TRIER. Ein 20-jähriger Patient der psychiatrischen Abteilung des Mutterhauses versuchte am vergangenen Mittwoch, einen 59 Jahre alten Mitpatienten zu töten. Er griff ihn an und verletzte ihn lebensgefährlich.

Nach dem bisherigen Ergebnis der von der Kriminaldirektion Trier geführten Ermittlungen stellt sich der Sachverhalt aus Sicht der Staatsanwaltschaft nach vorläufiger Bewertung wie folgt dar:

Der Beschuldigte war aufgrund einer psychischen Erkrankung stationär in der geschlossenen psychiatrischen Abteilung des Mutterhauses untergebracht. In den Morgenstunden des vergangenen Mittwochs begab er sich in das Krankenzimmer des ebenfalls dort untergebrachten Mitpatienten, griff ihn aus ungeklärter Ursache an und würgte ihn bis zur Bewusstlosigkeit. Er konnte erst durch das herbeigeeilte Pflegepersonal von dem bereits ohnmächtig am Boden liegenden Opfer getrennt werden. Der 59-Jährige erlitt einen Herz-Kreislauf-Stillstand und musste reanimiert werden. Er befindet sich in lebensbedrohlichem Zustand in intensivmedizinischer Behandlung.

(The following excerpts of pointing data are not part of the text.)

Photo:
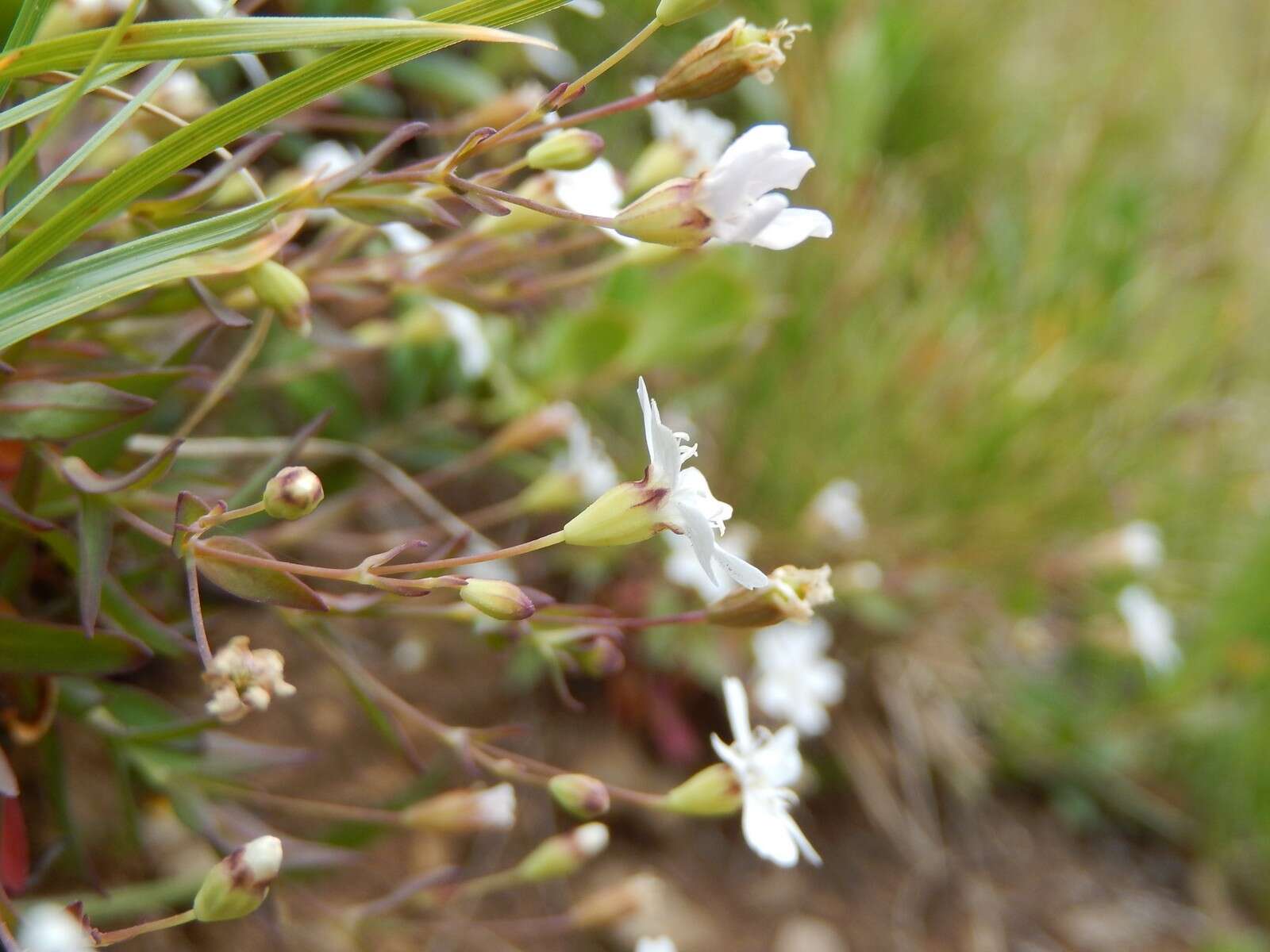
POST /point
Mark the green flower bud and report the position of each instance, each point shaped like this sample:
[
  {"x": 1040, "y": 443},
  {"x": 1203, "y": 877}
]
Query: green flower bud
[
  {"x": 498, "y": 600},
  {"x": 579, "y": 795},
  {"x": 667, "y": 215},
  {"x": 714, "y": 791},
  {"x": 238, "y": 885},
  {"x": 564, "y": 854},
  {"x": 724, "y": 59},
  {"x": 567, "y": 152},
  {"x": 281, "y": 289},
  {"x": 793, "y": 596},
  {"x": 292, "y": 494},
  {"x": 671, "y": 12},
  {"x": 625, "y": 514}
]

Das Amtsgericht Trier hat gestern auf Antrag der Staatsanwaltschaft die einstweilige Unterbringung des Beschuldigten in einem anderen psychiatrischen Krankenhaus wegen des Verdachts des versuchten Totschlags und der gefährlichen Körperverletzung angeordnet. Die Ermittlungen zum Tathergang dauern an. Im Rahmen der weiteren Untersuchungen wird insbesondere die Frage der Schuldfähigkeit des Beschuldigten zu klären sein.